The bill clearly lays out the privatisation of the work to administer
the benefit’s work-focused elements. This will take away core areas of
work from civil servants and hand it over to companies who – the
government admits – don’t have the expertise and don’t want to help
people, they just want to make a profit. This is no way for the
government to support vulnerable sick people.

Cuts agenda

BACK IN 1948, sickness benefits were designed to provide increasing
compensation to maintain the standard of living of sick people who were
unemployed for a long time. After the miners’ strike ended in 1985, the
Tory government didn’t want out-of-work miners pushing up the
unemployment figures, so they were encouraged to claim Incapacity
Benefit (IB).

The number of people on IB is higher in areas where coal mining and
heavy industries have closed, because of diseases caused by hazardous
work and the devastating effects on mental health of the closure of
these industries and the fragmentation of communities. It is these
people that New Labour want to get off benefit. The bill’s aim is to
remove a million of the 2.6 million on Incapacity Benefit.

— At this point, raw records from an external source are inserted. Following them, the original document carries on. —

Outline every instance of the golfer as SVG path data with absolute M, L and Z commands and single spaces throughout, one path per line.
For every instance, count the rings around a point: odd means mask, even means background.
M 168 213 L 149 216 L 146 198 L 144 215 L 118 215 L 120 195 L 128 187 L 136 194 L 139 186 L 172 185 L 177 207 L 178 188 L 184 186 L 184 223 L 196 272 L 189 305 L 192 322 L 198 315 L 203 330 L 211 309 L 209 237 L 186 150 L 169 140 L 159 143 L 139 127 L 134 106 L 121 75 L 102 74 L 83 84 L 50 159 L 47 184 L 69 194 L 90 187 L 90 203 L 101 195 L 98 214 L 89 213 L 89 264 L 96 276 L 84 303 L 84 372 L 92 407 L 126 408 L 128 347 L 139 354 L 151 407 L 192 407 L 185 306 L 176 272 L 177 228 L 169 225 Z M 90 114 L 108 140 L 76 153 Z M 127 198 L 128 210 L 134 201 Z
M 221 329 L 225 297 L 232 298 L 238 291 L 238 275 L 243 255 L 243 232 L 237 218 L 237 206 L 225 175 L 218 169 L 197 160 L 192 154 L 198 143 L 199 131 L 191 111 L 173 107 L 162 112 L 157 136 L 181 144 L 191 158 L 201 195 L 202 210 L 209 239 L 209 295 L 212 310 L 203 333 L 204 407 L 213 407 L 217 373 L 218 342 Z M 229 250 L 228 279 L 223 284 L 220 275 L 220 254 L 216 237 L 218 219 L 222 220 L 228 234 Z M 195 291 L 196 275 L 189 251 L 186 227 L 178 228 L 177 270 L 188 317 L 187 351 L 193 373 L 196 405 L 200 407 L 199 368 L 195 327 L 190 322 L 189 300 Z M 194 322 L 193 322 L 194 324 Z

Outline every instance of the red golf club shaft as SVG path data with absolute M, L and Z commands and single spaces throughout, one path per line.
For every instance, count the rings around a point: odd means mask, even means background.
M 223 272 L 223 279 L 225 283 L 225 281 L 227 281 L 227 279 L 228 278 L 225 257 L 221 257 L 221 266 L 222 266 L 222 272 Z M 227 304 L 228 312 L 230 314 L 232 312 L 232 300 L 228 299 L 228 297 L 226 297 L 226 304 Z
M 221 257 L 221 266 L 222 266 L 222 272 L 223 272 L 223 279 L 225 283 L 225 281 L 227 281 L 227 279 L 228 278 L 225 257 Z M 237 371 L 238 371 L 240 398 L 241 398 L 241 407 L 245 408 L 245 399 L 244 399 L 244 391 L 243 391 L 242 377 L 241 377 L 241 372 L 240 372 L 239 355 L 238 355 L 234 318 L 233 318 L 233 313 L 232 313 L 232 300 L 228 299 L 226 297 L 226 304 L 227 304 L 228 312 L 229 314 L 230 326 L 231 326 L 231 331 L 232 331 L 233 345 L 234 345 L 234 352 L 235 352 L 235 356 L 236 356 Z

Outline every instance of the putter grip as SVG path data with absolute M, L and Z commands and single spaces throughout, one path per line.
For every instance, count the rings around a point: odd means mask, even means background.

Another aim is an 80% employment rate. Even senior civil servants say
that work-focused regimes wouldn’t be needed if decently paid jobs with
good conditions were available. Instead people will be coerced into
low-paid work with poor conditions.

In order to reduce the unemployment figures, the Tories also decided
that 16 hours work or more was full time. 80% employment based on
part-time hours means that the reality for lots of workers is that they
have to have several part-time jobs to survive.

The Welfare Reform Bill’s explanatory notes complain about the

‘perverse incentive’ to stay on benefit because the benefit rate goes
up the longer you’re on it. The real ‘perverse incentive’ offered by
New Labour is to private companies whose low pay is subsidised by tax
credits paid to workers from the public purse.

In other countries, there have been widespread demonstrations against
attempts to dismantle state benefits. In Britain we continue to suffer
the death of the post-war welfare state by a thousand cuts, started by
Thatcher and followed by Blair. All three main parties have this
neo-liberal agenda.

Workers need a new party to represent their interests and to protect
and rebuild welfare in Britain. Once again workers are paying for the
crisis in the capitalist system. Wrapped in words like ‘reform’,

‘modernisation’ and ‘opportunity’, this is an attack on the most
vulnerable in our society.

In a socialist world, the physically and mentally ill would have the
dignity of a living income as well as access to decently paid jobs with
good conditions if they were able and wished to work.